Nav Bhatia’s journey to become the Raptors superfan after emigrating to Canada revealed in a CBC documentary

If you’re a Toronto basketball fan, you know Nav Bhatia as the Raptors superfan sitting on the court at every home game, cheering for his favorite team while booing opponents.

But there is more to his story that you may not know.

Now a new CBC documentary draws the curtain on the man in those courtside seats. “Superfan: The Nav Bhatia Story” offers an in-depth portrait of the 69-year-old by making him open up about the racism he faced after immigrating to Canada, his arranged marriage, and even how he landed those plum seats in the first place.

“This is important because I don’t want Raptors fans to think that I just have money and that I am buying season tickets,” Bhatia told the Toronto Star. opposing players miss free throws. “

One of the documentary’s producers, Vinay Virmani, says they wanted to share the story of the man who has become synonymous with the Raptors franchise, without making the film “self-indulgent.”

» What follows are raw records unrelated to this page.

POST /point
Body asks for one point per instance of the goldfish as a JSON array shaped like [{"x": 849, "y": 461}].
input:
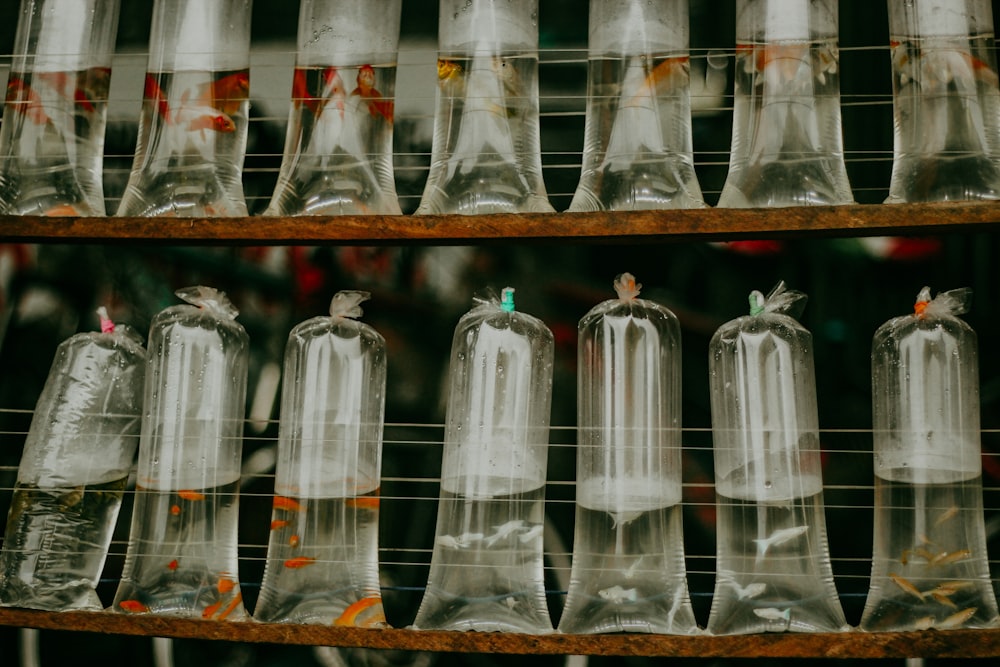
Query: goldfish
[
  {"x": 907, "y": 586},
  {"x": 237, "y": 599},
  {"x": 133, "y": 606},
  {"x": 365, "y": 613},
  {"x": 299, "y": 561},
  {"x": 25, "y": 100},
  {"x": 286, "y": 503},
  {"x": 779, "y": 537},
  {"x": 363, "y": 502},
  {"x": 377, "y": 105},
  {"x": 957, "y": 619},
  {"x": 155, "y": 94},
  {"x": 616, "y": 594},
  {"x": 211, "y": 610}
]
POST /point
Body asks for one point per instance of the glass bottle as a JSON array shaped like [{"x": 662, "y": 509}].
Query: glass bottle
[
  {"x": 930, "y": 567},
  {"x": 52, "y": 136},
  {"x": 73, "y": 472},
  {"x": 787, "y": 147},
  {"x": 628, "y": 572},
  {"x": 338, "y": 149},
  {"x": 637, "y": 150},
  {"x": 193, "y": 125},
  {"x": 946, "y": 101},
  {"x": 486, "y": 152},
  {"x": 182, "y": 548},
  {"x": 322, "y": 556},
  {"x": 773, "y": 571},
  {"x": 486, "y": 567}
]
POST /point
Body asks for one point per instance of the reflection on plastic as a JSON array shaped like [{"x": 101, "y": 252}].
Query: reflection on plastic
[
  {"x": 946, "y": 101},
  {"x": 628, "y": 571},
  {"x": 773, "y": 570},
  {"x": 52, "y": 135},
  {"x": 930, "y": 567},
  {"x": 787, "y": 147},
  {"x": 322, "y": 556},
  {"x": 193, "y": 124},
  {"x": 76, "y": 460},
  {"x": 486, "y": 567},
  {"x": 181, "y": 557},
  {"x": 338, "y": 149},
  {"x": 637, "y": 140},
  {"x": 486, "y": 152}
]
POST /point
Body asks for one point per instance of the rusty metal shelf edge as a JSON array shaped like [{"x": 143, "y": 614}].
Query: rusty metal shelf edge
[
  {"x": 703, "y": 224},
  {"x": 853, "y": 644}
]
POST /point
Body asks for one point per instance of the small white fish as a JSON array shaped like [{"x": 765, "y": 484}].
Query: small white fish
[
  {"x": 617, "y": 594},
  {"x": 779, "y": 537},
  {"x": 957, "y": 619},
  {"x": 532, "y": 533},
  {"x": 460, "y": 542},
  {"x": 504, "y": 531},
  {"x": 774, "y": 614},
  {"x": 750, "y": 591},
  {"x": 622, "y": 519}
]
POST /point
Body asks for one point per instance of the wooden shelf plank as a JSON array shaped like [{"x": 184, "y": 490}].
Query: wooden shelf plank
[
  {"x": 704, "y": 224},
  {"x": 853, "y": 644}
]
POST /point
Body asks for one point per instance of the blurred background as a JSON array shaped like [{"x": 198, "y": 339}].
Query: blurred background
[{"x": 49, "y": 292}]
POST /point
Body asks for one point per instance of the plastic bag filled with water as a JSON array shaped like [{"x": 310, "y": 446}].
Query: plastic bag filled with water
[
  {"x": 637, "y": 141},
  {"x": 195, "y": 104},
  {"x": 773, "y": 571},
  {"x": 930, "y": 568},
  {"x": 946, "y": 101},
  {"x": 182, "y": 548},
  {"x": 338, "y": 148},
  {"x": 322, "y": 556},
  {"x": 628, "y": 571},
  {"x": 486, "y": 153},
  {"x": 787, "y": 147},
  {"x": 80, "y": 448},
  {"x": 52, "y": 135},
  {"x": 486, "y": 567}
]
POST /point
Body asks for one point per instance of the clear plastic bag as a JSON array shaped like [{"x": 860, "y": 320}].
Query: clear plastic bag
[
  {"x": 76, "y": 461},
  {"x": 322, "y": 556},
  {"x": 773, "y": 571},
  {"x": 486, "y": 567},
  {"x": 628, "y": 572},
  {"x": 182, "y": 550},
  {"x": 930, "y": 566}
]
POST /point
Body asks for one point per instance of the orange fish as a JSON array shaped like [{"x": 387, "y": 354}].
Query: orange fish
[
  {"x": 232, "y": 606},
  {"x": 216, "y": 123},
  {"x": 365, "y": 613},
  {"x": 377, "y": 105},
  {"x": 210, "y": 610},
  {"x": 153, "y": 93},
  {"x": 133, "y": 606},
  {"x": 286, "y": 503},
  {"x": 364, "y": 502},
  {"x": 229, "y": 92},
  {"x": 25, "y": 100}
]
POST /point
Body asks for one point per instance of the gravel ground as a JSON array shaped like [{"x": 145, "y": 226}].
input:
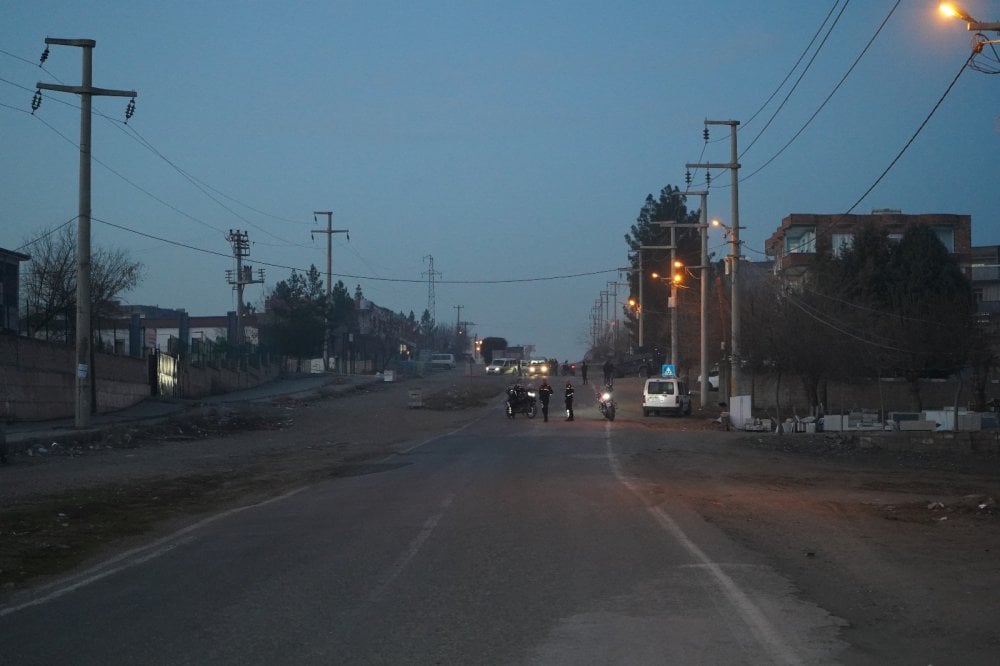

“There was a lot of pressure to make sure we gave people a glimpse of her life, but also so that Canadians and all immigrants can identify with her,” Virmani said.

In the documentary, Bhatia explains why he left India in 1984. He refers to the violence at the Golden Temple, a sacred place for Sikhs in Punjab, during a military operation that forced him to leave for the sake of his family.

After moving to Canada at the age of 32, it also explores the labor struggles you faced in a foreign country before it became your home.

“As a mechanical engineer, you think you can get a job, but no. I went to a lot of interviews, but couldn’t get one. “

When Bhatia finally got a chance in a Hyundai Rexdale, she was only given 30 minutes to get to work after she was told she had gotten the job over the phone. That wasn’t the only speed bump.

Nav Bhatia is a staple in Toronto Raptors home games, sitting on the court cheering for his favorite team while booing the opponent.  The man called

“The clients did not want me to attend to them. They said they wanted a “normal” vendor without a turban to serve them. They called me by many names like ‘towel head’, ‘diaper head’ and ‘Paki’. That day was the lowest of my life, but it was also the most motivating. I made a commitment to myself that if I’m going to survive in this country, I’m going to be better than good and I did. I sold 127 cars in 90 days. It was a record then and it is a record now. “

The documentary explains that Bhatia’s resistance stems in large part from a promise she made to her mother when she was 16 years old. He vowed never to drink, never smoke, and never take off his turban.

“I believe that the story of my life is a promise kept. Many of my friends, when I came to Canada, they told me to take off my turban and that I wouldn’t get a job if I didn’t. But I kept my promise. I did a cleaning yard job for a while and did it with pride. Nobody could find any defect in a toilet that I cleaned ”.

One of the most compelling parts of the documentary is the discussions between Bhatia and his wife about their arranged marriage and the compromises they had to make to accommodate their devotion to their favorite team.

Despite their instant connection, Bhatia said her love for the Raptors has put their relationship to the test.

“The only thing I didn’t talk about in the movie is that my marriage is hanging by a thread,” he said. “Because of my addiction to the Raptors, I’ve missed birthdays, I’ve missed wedding anniversaries … For me, it’s all about the basketball calendar.”

On the wedding day of Nav and Arvinder Bhatia in 1983.

Arvinder Bhatia agrees and says that her husband’s obsession has become something that she has normalized.

“He always jokes, ‘Don’t die the day I have a basketball game because I won’t be able to attend your funeral,'” he says in the documentary.

The film also features interviews with many of the people who helped Bhatia along the way. Former Raptors Executive Vice President Isiah Thomas talks about calling him “Superfan.” Vince Carter talks about how Bhatia was loyal to him at a time when the superstar didn’t have the best of relationships with fans, offering one of his court seats to his mother.

Perhaps the most powerful part of the film is the direct connection between Bhatia’s success as a new Canadian and the Toronto Raptors’ 25-year journey to become NBA champions.

“Our stories are very parallel. We were the favorites when we got into the league and then look at what happened in 2019. The Raptors won the championship and shocked the world. They said the NBA champions shouldn’t be from Canada like they said the superfan shouldn’t be someone with a turban and a beard. “

“Superfan: The Nav Bhatia Story” airs Friday at 9 pm on CBC.

Chicago forward DeMar DeRozan (left) talks to Raptors Superfan Nav Bhatia before the game against the Bulls in October.


The conversations are the opinions of our readers and are subject to the Code of conduct. The Star does not endorse these views.